Pov: Gavi
Dybala bardzo szybko ogarnął nam lot do Barcelony. Jeszcze dzisiaj w nocy mamy być na miejscu. Spakowałem swoje rzeczy do walizki i czekałem na Dybalę który miał podjechać samochodem pod dom Zalewskiego.
- Ja będę się zbierał.
- Okej.
Zalewski ledwo mógł wypowiedzieć to jedno słowo gdyż Zieliński go łaskotał. Aż zjebał się z kanapy. Obawiam się tak szczerze ich tu zostawić bo nie wiadomo co im do łba przyjedzie.
Dybala był już pod domem zatem wbiłem mu do auta z walizką.
- Gotowy.
- No. A ty?
- Też.
No i ruszyliśmy w kierunku lotniska. Mam nadziję że lot odbędzie się bez komplikacji i bez opóźnień i jak najszybciej będziemy w Barcelonie.
***
Była 22.50 gdy wylądowaliśmy. Chwilę po tym rozdzieliłem się z Dybalą. On udał się do hotelu który sobie zarezerwował a ja szedłem do Roberta. W połowie drogi uświadomiłem sobie że mogłem go chociaż uprzedzić. Ale teraz nie chciało mi się już do niego dzwonić.
Pov: Robert Lewandowski
Oglądałem nudny film na kanapie przysypiając gdy usłyszałem dzwonek do drzwi. Kogo tu do chuja niesie Otworzyłem drzwi a przed nimi ujrzałem Pabla.

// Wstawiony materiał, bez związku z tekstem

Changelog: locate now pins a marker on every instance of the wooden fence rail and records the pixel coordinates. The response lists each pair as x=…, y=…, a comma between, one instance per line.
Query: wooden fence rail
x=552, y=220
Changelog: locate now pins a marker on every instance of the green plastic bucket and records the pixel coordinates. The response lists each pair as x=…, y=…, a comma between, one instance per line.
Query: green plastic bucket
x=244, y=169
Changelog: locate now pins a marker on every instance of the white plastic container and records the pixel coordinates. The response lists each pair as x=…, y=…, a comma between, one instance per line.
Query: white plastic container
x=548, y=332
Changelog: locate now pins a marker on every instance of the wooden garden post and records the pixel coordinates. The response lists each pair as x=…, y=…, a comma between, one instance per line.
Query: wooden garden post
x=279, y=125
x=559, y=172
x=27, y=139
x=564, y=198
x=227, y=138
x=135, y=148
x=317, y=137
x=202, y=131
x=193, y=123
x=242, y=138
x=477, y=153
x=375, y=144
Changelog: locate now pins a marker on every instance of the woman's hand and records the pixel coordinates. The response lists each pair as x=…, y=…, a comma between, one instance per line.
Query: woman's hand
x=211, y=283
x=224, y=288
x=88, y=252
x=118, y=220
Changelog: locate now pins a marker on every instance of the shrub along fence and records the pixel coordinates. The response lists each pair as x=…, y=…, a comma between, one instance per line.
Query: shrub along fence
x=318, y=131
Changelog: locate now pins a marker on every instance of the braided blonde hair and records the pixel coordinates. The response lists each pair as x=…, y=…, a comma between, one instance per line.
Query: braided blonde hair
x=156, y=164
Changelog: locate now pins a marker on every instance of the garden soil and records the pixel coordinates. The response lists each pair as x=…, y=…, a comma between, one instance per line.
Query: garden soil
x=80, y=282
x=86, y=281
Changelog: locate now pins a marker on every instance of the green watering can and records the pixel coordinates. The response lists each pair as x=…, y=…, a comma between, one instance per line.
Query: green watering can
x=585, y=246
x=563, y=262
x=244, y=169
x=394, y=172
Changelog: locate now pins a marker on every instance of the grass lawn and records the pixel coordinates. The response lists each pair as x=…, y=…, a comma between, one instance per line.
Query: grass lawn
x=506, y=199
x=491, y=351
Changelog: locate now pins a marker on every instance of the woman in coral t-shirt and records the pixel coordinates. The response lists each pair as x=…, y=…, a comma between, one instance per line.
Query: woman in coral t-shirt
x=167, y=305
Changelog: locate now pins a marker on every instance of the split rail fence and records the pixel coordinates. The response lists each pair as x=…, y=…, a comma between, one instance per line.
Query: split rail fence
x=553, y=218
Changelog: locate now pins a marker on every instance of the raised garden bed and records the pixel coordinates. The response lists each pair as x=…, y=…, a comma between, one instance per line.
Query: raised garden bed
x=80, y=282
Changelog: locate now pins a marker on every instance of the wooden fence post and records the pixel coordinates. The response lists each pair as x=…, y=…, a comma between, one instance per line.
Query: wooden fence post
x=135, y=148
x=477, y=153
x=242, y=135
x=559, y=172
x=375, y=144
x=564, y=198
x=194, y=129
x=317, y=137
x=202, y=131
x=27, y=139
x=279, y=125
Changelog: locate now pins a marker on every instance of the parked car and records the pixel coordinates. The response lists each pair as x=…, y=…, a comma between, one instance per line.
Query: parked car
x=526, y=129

- Gaviii! Nie spodziewałem się że jeszcze dzisiaj cię zobaczę!
- No tak jakoś wyszło.
- Wchodź.
- A dziewczynki śpią?
- Tak. Jakieś 30 minut temu poszły spać.
- A co z twoją żoną?
- Nadal jej nie odpisałem. Jutro się tym zajmiemy bo jest późno.
- Dobra.
- Jesteś głodny? Bo idę sobie coś zrobić.
- No coś bym zjadł.
Poszedłem do kuchni w celu zrobienia jakiś kanapek na szybko. Gdy już je zrobiłem i szedłem do salonu ujrzałem śpiącego przykrytego po samą szyję kocem Pabla.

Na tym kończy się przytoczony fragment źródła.